Teacher Appreciation Art Show
Demonstração de Valores Essenciais (Demonstration of Core Values)
Amanda Alvarez couldn’t believe her eyes when she checked Instagram and saw one of her original paintings being celebrated at an event 5,000+ miles from home.
Alvarez serves as a middle school teacher at Colégio Dante in São Paulo, SP. Her painting offered a fresh interpretation of the infinity symbol used to represent Autistic Pride Day. Alvarez has presented on the importance of inclusion and supporting neurodiverse learners in the classroom. She has also shared that this work matters to her both professionally and personally.
In December of 2022, Alvarez participated with 50+ educators in a special arts integration workshop hosted by Mizzou Academy. The workshop, led by Dr. Kathryn Fishman-Weaver, Brian Stuhlman, Stephanie Walter, and Ana Nikolau, explored how values inform our work in schools. Drawing on multimedia influences including music and visual arts, each educator brought their own lived experiences to the prompt. The resulting paintings were surprising and bold, and they told of the important work educators do every day.
Stuhlman said, “Creating the works with colleagues and friends at the end of our conference was an experience both joyful and pensive. It was fun and exciting to be doing art with each other, next to each other, in many ways portraying the dynamics in our own classrooms. Some were very confident in their art skills and jumped at the opportunity; others were less sure and so hid their work from others in a kind of shy way. But at the end, they were proud of their work and what they’d accomplished, both as an individual, and as a part of the group.”

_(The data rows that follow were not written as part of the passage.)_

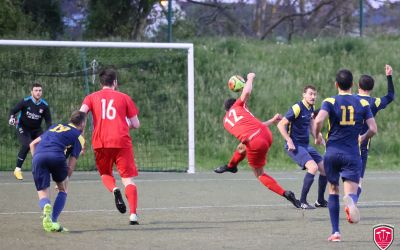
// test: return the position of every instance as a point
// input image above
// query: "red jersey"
(110, 109)
(240, 122)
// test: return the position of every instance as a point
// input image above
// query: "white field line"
(362, 204)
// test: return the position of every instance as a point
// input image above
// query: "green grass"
(156, 80)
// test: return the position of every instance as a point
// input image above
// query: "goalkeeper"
(32, 110)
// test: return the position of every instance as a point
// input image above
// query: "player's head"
(78, 118)
(366, 82)
(344, 79)
(228, 103)
(310, 94)
(108, 77)
(36, 90)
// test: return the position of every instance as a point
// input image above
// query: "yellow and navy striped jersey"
(299, 117)
(60, 137)
(347, 114)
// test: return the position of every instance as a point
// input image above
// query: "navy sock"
(59, 204)
(43, 202)
(322, 181)
(334, 206)
(354, 197)
(359, 190)
(308, 180)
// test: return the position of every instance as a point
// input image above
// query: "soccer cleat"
(47, 222)
(336, 237)
(352, 212)
(119, 202)
(18, 175)
(56, 227)
(133, 219)
(305, 205)
(225, 168)
(321, 204)
(289, 195)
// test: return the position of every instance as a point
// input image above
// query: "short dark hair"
(228, 103)
(366, 82)
(344, 79)
(77, 117)
(36, 85)
(309, 87)
(107, 76)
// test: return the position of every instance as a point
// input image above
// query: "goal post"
(126, 45)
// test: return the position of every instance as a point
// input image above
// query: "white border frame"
(190, 58)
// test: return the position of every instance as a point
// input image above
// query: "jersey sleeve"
(293, 113)
(77, 147)
(327, 104)
(132, 110)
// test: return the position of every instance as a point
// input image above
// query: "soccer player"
(32, 110)
(256, 136)
(295, 129)
(346, 114)
(114, 113)
(49, 159)
(365, 86)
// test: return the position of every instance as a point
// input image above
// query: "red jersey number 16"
(107, 110)
(232, 114)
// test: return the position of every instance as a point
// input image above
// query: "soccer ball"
(236, 83)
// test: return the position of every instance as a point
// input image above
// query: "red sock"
(131, 195)
(271, 183)
(236, 158)
(108, 182)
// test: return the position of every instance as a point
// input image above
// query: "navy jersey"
(32, 113)
(347, 114)
(59, 138)
(299, 116)
(377, 104)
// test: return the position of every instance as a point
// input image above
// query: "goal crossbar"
(190, 72)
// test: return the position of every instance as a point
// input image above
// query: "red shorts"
(257, 148)
(122, 157)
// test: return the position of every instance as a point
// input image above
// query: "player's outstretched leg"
(47, 222)
(131, 196)
(289, 195)
(352, 212)
(119, 202)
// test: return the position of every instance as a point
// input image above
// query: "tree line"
(259, 19)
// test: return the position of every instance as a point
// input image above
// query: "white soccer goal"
(121, 45)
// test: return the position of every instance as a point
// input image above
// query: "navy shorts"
(344, 165)
(303, 154)
(364, 158)
(45, 164)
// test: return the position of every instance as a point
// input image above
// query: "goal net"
(159, 77)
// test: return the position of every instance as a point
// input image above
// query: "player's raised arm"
(318, 123)
(248, 87)
(390, 95)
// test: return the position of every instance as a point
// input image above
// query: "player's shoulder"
(330, 100)
(44, 102)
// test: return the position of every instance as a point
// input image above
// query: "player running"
(32, 110)
(256, 136)
(112, 112)
(295, 129)
(49, 158)
(365, 86)
(346, 114)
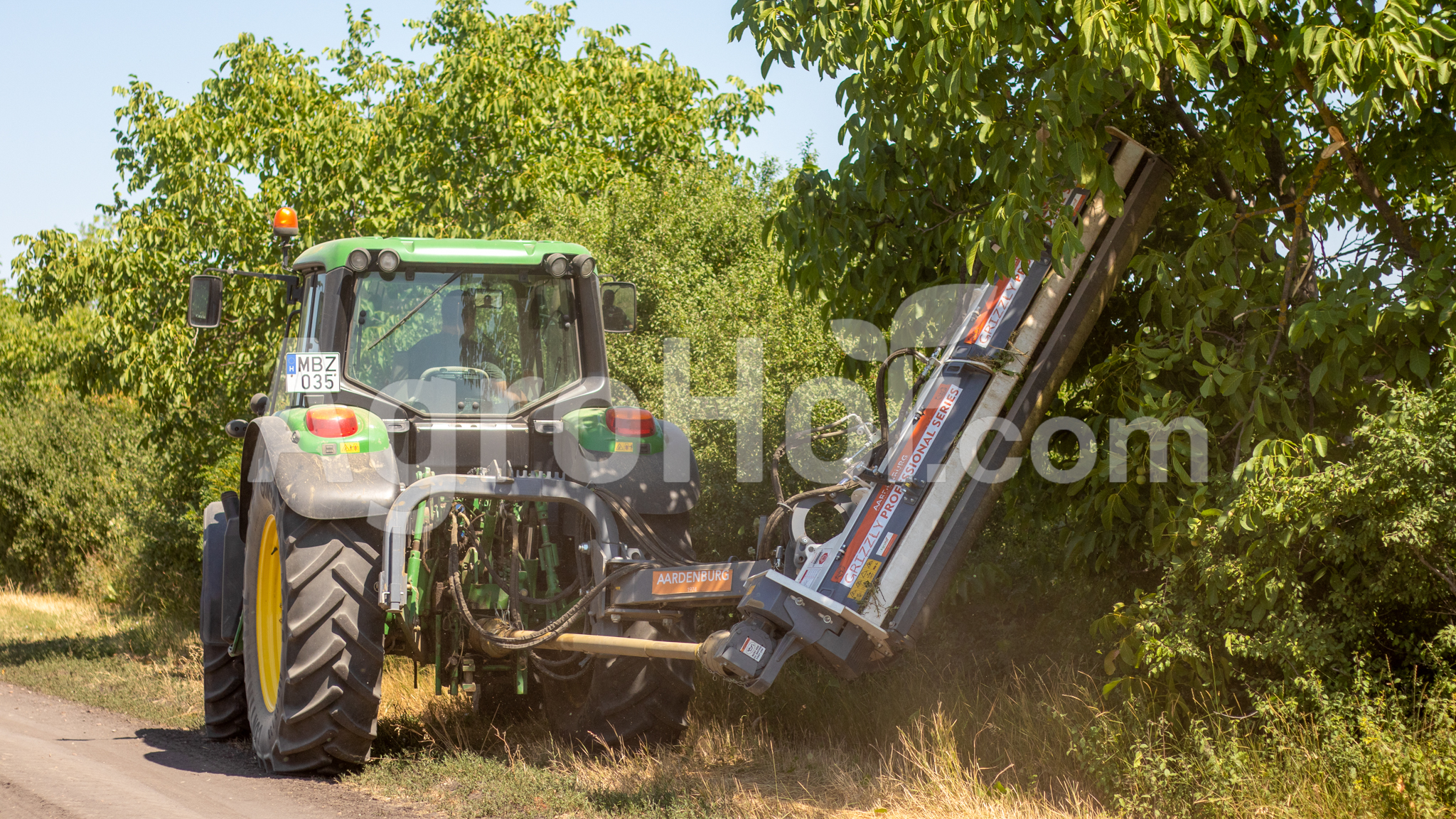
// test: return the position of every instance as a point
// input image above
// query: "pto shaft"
(622, 646)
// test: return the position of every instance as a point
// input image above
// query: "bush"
(86, 502)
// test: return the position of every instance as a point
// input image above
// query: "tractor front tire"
(225, 695)
(314, 638)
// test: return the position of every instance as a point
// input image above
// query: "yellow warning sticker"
(865, 577)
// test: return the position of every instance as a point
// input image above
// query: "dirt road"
(66, 761)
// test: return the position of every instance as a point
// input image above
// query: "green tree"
(360, 143)
(1305, 251)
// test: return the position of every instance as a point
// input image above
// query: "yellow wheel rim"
(268, 612)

The group celebrated with a gallery walk in São Paulo, SP. However, the show didn’t stop there. Earlier this month, Kathryn Fishman-Weaver and Brian Stuhlman unboxed the set of 50+ original paintings, which had traveled with the Mizzou Academy team from Brazil to the U.S. The Mizzou Academy team worked with Dr. Laurie Kingsley, Assistant Dean for Teacher Education in the College of Education and Human Development, to book a special show at her Gallery 717.
Compelling Art of Miniature Proportions
The paintings are miniature, each carefully crafted on a 3×3 canvas. Turning them over in her hand, Kathryn Fishman-Weaver said she was “struck by the important care of tending to small things,” and the “obvious metaphor as it relates to teaching.”
Georgia O’Keefe, the famous American artist, said, “Nobody sees a flower–really–it is so small it takes time–we haven’t time–and to see takes time, like to have a friend takes time.” For this reason, she painted enormous flowers—flowers that would make the viewer stop and notice.
Dr. Laurie Kingsley, the Gallery 717 owner, has a similar respect for proportions. However, she flipped the approach with three miniature studios that make up Gallery 717.
Gallery 717 is part of a Little Free Gallery movement (similar to the Little Free Libraries). Artists regularly curate shows in these backyard galleries, and most artists leave their works for viewers to take home for free.
Stuhlman and Fishman-Weaver arranged the 50+ paintings in one of the three galleries. Stuhlman provided the artistic direction for exhibit design. He says “Assembling the works in the art space became a mirror to the experience itself. The creative and colorful pieces were interesting as individual pieces, but they belonged together. Just as education is a collaborative and cooperative effort, the small individual pieces bonded together into a singular voice. In this box that didn’t seem like it could be enough, art collected on the back, on the sides, on the floor, on the ceiling…on all the spaces. Art, education, color, learning, expression…it was all around. Each piece had a singular expression and each piece joined together in a symphony, just as educators do.”
Fishman-Weaver called the result “immersive” and invited participants to engage with the collection as a whole.
The Show Opens in the U.S.
In her opening remarks, Fishman-Weaver shared that the “paintings build on Mizzou Academy’s core values of inclusion, innovation, access, and partnership and tell the story of how each of the artist-teachers live those values out in their school communities. Their paintings tell the story of how our values guide our work in schools. They tell the story of creating brave spaces—spaces for belonging, inclusion, authenticity, and care. In vibrant acrylic, they tell 50+ different stories of showing up for kids.”
At the opening, viewers clinked glasses together, cheered “Parabéns!” to teachers, and took the time to see—to really see—compelling art of miniature proportions.
Kingsley said the first international show at Gallery 717 was inspiring. “When you look at the collective works you can really feel the passion these teachers have for this profession, for their students, and for making a true difference. Each tiny artwork said so much about the daily work these teachers do. They are finding ways to motivate, inspire, and engage their students in inclusive and accepting spaces, and somehow they each were able to represent all that work on a 3 x 3 canvas. Amazing!”